Professor Massachusetts Institute of Technology, United States
Introduction:: Immune checkpoint inhibitors have gained significant traction over the last few years as cancer therapeutics but have yielded remission in only a subset of patients. It is now appreciated that the efficacy of these inhibitors relies on T cell infiltration of the tumor prior to treatment. There is thus a need to perturb the tumor microenvironment (TME) to transform immunologically cold tumors to immunologically hot ones. The Tyro3, Axl, and MerTK (TAM) receptor tyrosine kinase family is a promising target for inducing such a transformation, as these receptors are checkpoints of the innate immune system. They help mediate efferocytosis, which is the non-immunogenic clearance of apoptotic cells, to maintain innate immune homeostasis. TAM receptor inhibition can facilitate activation of macrophages and dendritic cells, which in turn activate and recruit T cells. Furthermore, the TAM receptors have been implicated in sustaining cancer progression as well as promoting therapeutic resistance. Clearly, the TAM receptors are dual targets, but the changes to the tumor immune landscape resulting from their inhibition remain incompletely understood. In this study, we develop a robust method to interrogate changes in macrophage activity that result from the inhibition of TAM receptor-mediated efferocytosis in an in vitro system. When efferocytosis is inhibited, apoptotic cells undergo secondary necrosis, yielding an increase in inflammatory signals in the microenvironment. These inflammatory cues can then tune macrophage activity to a pro-inflammatory, anti-tumor state. Hence, TAM receptor inhibition may alter macrophage state and promote an anti-tumor immune landscape.
Materials and Methods:: A549 tumor cells were grown to confluency prior to collection of cell lysate and media supernatant. The cell lysates were assessed for quantification of TAM receptors via ELISA. The media supernatant was assessed via Luminex for secreted cytokines. THP-1 monocytes were differentiated into macrophages via treatment with 100 ng/mL phorbol 12-myristate 13-acetate (PMA) for 24 hours. Following an additional 24 hours of rest, THP-1 macrophages were treated with A549 media supernatant for 24 hours and lysed. The cell lysates were then assessed for TAM receptors via ELISA. Prior to coculture, A549 tumor cells were labeled with Vibrant DiO while THP-1 macrophages were labeled with CellTrace Violet. Phagocytosis was assessed via flow cytometry, and cells that stained double positive were considered to be THP-1 macrophages that phagocytosed or efferocytosed A549 tumor cells. Primary human-monocyte derived macrophages (HMDMs) were generated by culturing CD14+ monocytes with 25 ng/mL M-CSF for 6 days. As with THP-1 macrophages, HMDMs were cultured with A549 media supernatant prior to lysis. The cell lysates were then assessed for TAM receptors via ELISA.

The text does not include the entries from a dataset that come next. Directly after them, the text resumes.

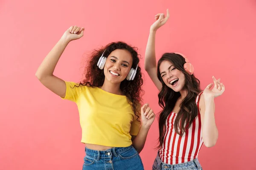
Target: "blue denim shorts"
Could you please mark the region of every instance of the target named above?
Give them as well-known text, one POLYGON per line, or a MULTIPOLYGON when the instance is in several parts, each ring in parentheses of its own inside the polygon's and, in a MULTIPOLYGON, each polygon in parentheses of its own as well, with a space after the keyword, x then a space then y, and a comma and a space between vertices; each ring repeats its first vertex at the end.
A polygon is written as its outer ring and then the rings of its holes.
POLYGON ((197 158, 189 162, 171 165, 163 162, 157 156, 153 164, 153 170, 203 170, 197 158))
POLYGON ((143 170, 141 159, 132 146, 96 150, 85 147, 83 170, 143 170))

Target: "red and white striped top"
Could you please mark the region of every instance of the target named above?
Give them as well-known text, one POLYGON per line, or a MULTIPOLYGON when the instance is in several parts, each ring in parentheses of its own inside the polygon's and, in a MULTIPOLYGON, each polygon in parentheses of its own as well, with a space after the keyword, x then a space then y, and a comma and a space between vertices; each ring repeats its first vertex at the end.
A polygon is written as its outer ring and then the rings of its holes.
POLYGON ((159 150, 159 157, 163 162, 178 164, 189 162, 198 157, 204 143, 199 108, 199 100, 202 92, 199 94, 196 99, 198 116, 182 136, 176 133, 174 129, 174 124, 177 114, 172 112, 168 116, 163 143, 159 150))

Results, Conclusions, and Discussions:: We selected the A549 non-small cell lung cancer cell line for our model because A549 tumor cells overexpress Axl (Figure 1A) and secrete cytokines that promote tumor progression and metastasis, including MCP-1, IL-6, and IL-8 (Figure 1B). We utilized THP-1 macrophages in our initial model of tumor-macrophage interactions because these cells express both Axl and MerTK (Figure 1c). Tyro3 was consistently below the limit of detection, so we did not pursue studying Tyro3 in this system any further. Interestingly, upon treatment with A549 media supernatant, THP-1 macrophage expression of both Axl and MerTK increased. This trend was also observed in primary HMDMs (Figure 1D), reinforcing the claim that the effects of TAM receptor inhibition need to be studied in both the tumor and immune compartments of the TME. The predominant explanation for such an increase in Axl and MerTK expression is type I interferon, i.e., IFN-a and IFN-b, signaling. However, A549 tumor cells do not secrete these cytokines (Figure 1B), meaning that the observed increase in Axl and MerTK expression is not mediated through cytokine signaling. It may instead be mediated through toll-like receptor signaling, which is also known to increase TAM receptor expression in phagocytes, but this remains to be explored. Given our ultimate interest in studying the effects of TAM receptor inhibition in tumor-immune crosstalk, we cocultured the two cell types to assess our ability to detect THP-1 macrophage phagocytosis of A549 tumor cells. Our preliminary data demonstrate that we are indeed able to detect THP-1 macrophage phagocytosis of A549 tumor cells, as indicated by cells that are double positive for the stains of each cell type (Figure 1E). This robust phagocytosis detection method enables future studies to be more high-throughput in nature, as the cells can simultaneously be stained for surface markers to ascertain immune cell state. Furthermore, the media from the cocultures can be harvested and assessed via Luminex to detect changes to the secretome and immune cell activity. Having established our pipeline with THP-1 macrophages, we are currently working with HMDMs to elucidate the effects of TAM receptor inhibition on tumor-macrophage crosstalk and anti-tumor immunity.